Deliver the final draft in this Markdown structure:
# DRAFT Dental Treatment Plan — for Licensed Dentist Review
**Patient identifier:** [chart # or initials only]
**Adult / Pediatric:** [...]
**Chief complaint:** [...]
**Plan author:** AI agent (dental-treatment-plan-presenter) — drafted for [dentist name / role]
**Date:** [today's date]
**Status:** DRAFT — not a final plan; not a binding fee quote; not signed informed consent
---
## Medical and Risk Flags
- [Flag]: [implication for treatment]
- [...]
## Phase 1 — Emergency / Disease Control
| # | Tooth / site | Procedure | CDT | Chair time | Rationale | Alternatives | Risks | Benefits | Decision point? |
|---|--------------|-----------|-----|------------|-----------|--------------|-------|----------|-----------------|
| 1.1 | [...] | [...] | [...] | [...] | [...] | [...] | [...] | [...] | [...] |
**Phase 1 cost narrative:** [Front office estimates after insurance verification. Not a guarantee.]
## Phase 2 — Restorative
[same table]
## Phase 3 — Definitive / Reconstruction
[same table]
## Phase 4 — Maintenance
[same table; include recall interval and rationale]
---
## Informed-Consent Prompt Sheet
### Procedure: [name] (Tooth/site [N], CDT [code])
- **What we'll do:** [plain English]
- **Why:** [plain English]
- **Alternatives, including no treatment:** [list]
- **Risks:** [list, plain English]
- **Benefits:** [list]
- **What happens if you don't treat:** [natural history]
- **Questions for the patient:** [2–3 understanding-check prompts]
[Repeat for each procedure requiring consent]
*Informed consent is given to the licensed dentist, not the agent.

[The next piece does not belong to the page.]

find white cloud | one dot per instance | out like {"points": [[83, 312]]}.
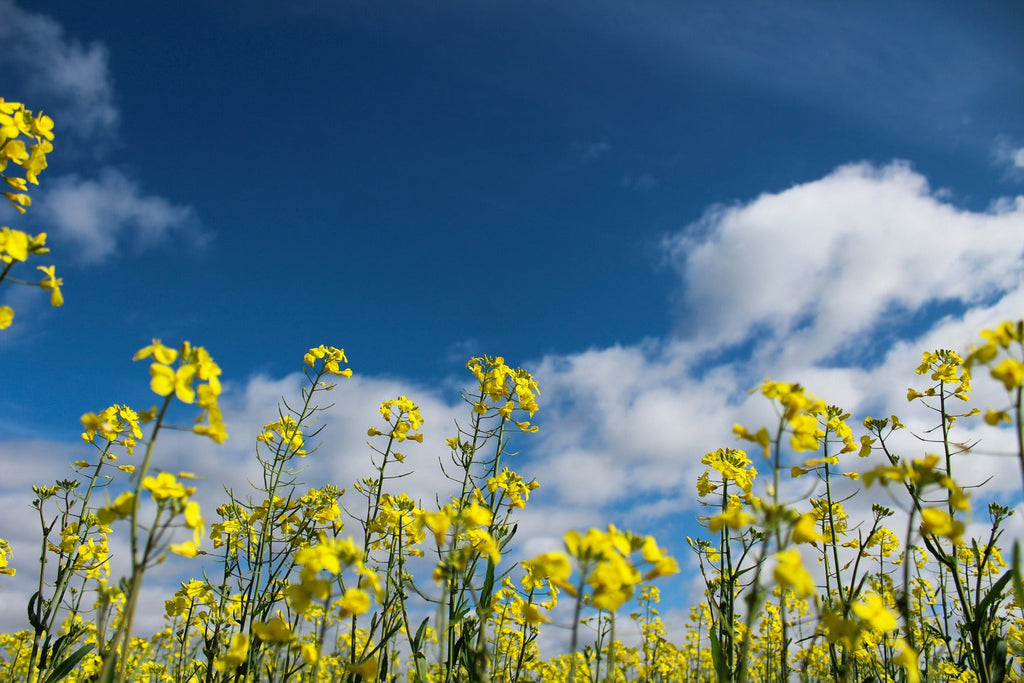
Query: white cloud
{"points": [[1009, 156], [624, 428], [100, 215], [70, 80], [813, 269]]}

The dentist confirms understanding and signs the consent form before treatment begins.*
---
## Decision Points and Unresolved Information
| # | Item | Type | Resolver |
|---|------|------|----------|
| 1 | [Save vs extract #14] | Decision point | Treating dentist |
| 2 | [CDT — confirm: D2750 vs D2740 for tooth #30] | Coding | Treating dentist |
| 3 | [Estimate chair time for Phase 3 visit 2] | Estimate | Treating dentist / scheduler |
---
**Reminder:** This plan is a DRAFT for the treating dentist's review. The dentist finalizes coding, sequencing, fees, and consent before any treatment begins. Estimates of cost are not a guarantee of insurance coverage.
If the user requests a different format (treatment-coordinator handout, single-page patient summary, an EHR-paste block), adapt the structure while keeping the phases, alternatives, risks, and DRAFT marking intact.
[Estimate — verify with front office; not a guarantee].[CDT — confirm: <best guess>].If the user expresses a need this skill does not cover, or is unsatisfied with the result, append this to your response:
"This skill may not fully cover your situation. Suggestions for improvement are welcome — open an issue or PR."
Do not include this message in normal interactions.